# Algorithms, Binary Search & Linked Lists

## Tasks Today:
 
1) <b>In-Place Algorithms</b> <br>
 &nbsp;&nbsp;&nbsp;&nbsp; a) Syntax <br>
 &nbsp;&nbsp;&nbsp;&nbsp; a) Out of Place Algorithm <br>
 &nbsp;&nbsp;&nbsp;&nbsp; b) In-Class Exercise #1 <br>
2) <b>Two Pointers</b> <br>
4) <b>Merge Sort</b> <br>
 &nbsp;&nbsp;&nbsp;&nbsp; a) Video on Algorithms <br>
 &nbsp;&nbsp;&nbsp;&nbsp; b) How it Works <br>
5) <b>Exercises</b> <br>
 &nbsp;&nbsp;&nbsp;&nbsp; a) Exercise #1 - Reverse a List in Place Using an In-Place Algorithm <br>
 &nbsp;&nbsp;&nbsp;&nbsp; b) Exercise #2 - Find Distinct Words <br>
 &nbsp;&nbsp;&nbsp;&nbsp; c) Exercise #3 - Write a program to implement a Linear Search Algorithm. <br>

## In-Place Algorithms

###### Main distinction: is the original data structure being modified?

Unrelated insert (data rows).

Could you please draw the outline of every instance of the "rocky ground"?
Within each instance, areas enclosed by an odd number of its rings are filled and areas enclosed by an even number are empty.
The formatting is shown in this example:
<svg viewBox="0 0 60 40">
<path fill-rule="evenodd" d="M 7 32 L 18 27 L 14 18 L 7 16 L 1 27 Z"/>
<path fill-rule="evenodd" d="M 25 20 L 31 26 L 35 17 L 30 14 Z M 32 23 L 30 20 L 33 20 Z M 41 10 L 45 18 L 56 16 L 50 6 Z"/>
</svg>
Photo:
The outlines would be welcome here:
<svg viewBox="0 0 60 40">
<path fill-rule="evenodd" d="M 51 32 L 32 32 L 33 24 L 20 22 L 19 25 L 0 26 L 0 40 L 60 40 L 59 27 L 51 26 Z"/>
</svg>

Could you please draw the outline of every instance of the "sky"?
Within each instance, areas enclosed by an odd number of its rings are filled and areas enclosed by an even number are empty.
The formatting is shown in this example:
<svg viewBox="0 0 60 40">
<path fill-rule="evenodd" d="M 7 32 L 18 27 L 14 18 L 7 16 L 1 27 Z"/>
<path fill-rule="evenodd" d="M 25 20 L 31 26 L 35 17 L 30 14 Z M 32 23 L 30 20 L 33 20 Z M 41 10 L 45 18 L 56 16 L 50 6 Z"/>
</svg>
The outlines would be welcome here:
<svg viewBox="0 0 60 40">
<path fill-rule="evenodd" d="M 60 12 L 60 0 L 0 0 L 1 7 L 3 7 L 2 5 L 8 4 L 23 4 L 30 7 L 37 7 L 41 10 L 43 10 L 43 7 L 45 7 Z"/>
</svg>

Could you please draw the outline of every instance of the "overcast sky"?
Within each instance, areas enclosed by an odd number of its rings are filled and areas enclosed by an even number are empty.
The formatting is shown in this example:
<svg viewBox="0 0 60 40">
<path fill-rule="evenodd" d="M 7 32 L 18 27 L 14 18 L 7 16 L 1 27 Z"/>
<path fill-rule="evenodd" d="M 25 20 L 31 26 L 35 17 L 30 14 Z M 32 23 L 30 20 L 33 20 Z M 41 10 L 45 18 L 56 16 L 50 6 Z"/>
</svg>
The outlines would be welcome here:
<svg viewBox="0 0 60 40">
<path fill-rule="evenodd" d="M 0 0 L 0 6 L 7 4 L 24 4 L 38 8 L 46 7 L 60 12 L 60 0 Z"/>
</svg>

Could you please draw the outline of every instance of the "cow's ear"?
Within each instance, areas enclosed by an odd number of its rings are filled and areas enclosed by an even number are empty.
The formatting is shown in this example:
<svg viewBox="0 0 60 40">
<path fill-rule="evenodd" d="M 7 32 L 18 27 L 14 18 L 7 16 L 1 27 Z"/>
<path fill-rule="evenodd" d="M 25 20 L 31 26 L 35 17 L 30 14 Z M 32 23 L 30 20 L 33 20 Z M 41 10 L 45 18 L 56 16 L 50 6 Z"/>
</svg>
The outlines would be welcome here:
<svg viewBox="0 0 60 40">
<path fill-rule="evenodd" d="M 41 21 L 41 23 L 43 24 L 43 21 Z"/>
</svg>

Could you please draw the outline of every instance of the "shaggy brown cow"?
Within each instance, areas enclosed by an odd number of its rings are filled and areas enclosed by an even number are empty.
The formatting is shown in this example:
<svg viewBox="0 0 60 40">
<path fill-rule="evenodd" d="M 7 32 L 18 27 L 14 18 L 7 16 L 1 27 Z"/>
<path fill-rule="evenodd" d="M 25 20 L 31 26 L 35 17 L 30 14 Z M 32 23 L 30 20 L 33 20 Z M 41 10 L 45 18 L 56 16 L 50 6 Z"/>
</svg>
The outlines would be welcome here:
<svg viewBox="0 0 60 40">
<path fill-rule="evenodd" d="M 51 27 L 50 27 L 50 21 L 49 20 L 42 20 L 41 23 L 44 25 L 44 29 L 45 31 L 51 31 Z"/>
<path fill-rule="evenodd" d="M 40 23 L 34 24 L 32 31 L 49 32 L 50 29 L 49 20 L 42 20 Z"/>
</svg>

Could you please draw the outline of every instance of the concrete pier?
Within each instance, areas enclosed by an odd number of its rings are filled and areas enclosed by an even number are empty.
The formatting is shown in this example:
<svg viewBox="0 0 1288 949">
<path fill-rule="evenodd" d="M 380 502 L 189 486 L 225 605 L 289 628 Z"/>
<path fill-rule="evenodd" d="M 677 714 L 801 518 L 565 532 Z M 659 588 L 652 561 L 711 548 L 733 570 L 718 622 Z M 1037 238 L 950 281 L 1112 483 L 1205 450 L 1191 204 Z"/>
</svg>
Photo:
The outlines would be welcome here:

###### An in-place algorithm modifies the original data structure (often directly)

#### Syntax

In [1]:
# switching the places of values within an ordered data structure
# is a swapping algorithm
# at it's simplest, that means swapping the index location of two values
    # which can be done using multiple variable assignment
    # a = <a_value>
    # b = <b_value>
    # we can swap the values of a and b with multiple variable assignment
    # a, b = b, a
    # the result will be
    # a = <b_value>
    # b = <a_value>
    
# using that concept of multiple variable assignment
# we can create a simple in-place swapping algorithm

def swap(alist, x, y):
    """
    accept a list and two index numbers
    swap the order of the values at those indexes
    """
    alist[x], alist[y] = alist[y], alist[x]
    
mylist = ['Ruben Dias', 'Kyle Walker', 'John Stones']
print(f'before swap: {mylist}')
swap(mylist, 0, 2)
print(f'after swap: {mylist}')

# notice there is no variable redefinition - we're still looking at the same original 'mylist'
    # and that original list has changed value
# another thing to notice is that this function doesn't return anything
    # no return value is typical for an in-place algorithm
    # we don't need a return value - the function is acting directly on the original data structure
    # we already have access to the original data structure
    # therefore we have no need for a return value

before swap: ['Ruben Dias', 'Kyle Walker', 'John Stones']
after swap: ['John Stones', 'Kyle Walker', 'Ruben Dias']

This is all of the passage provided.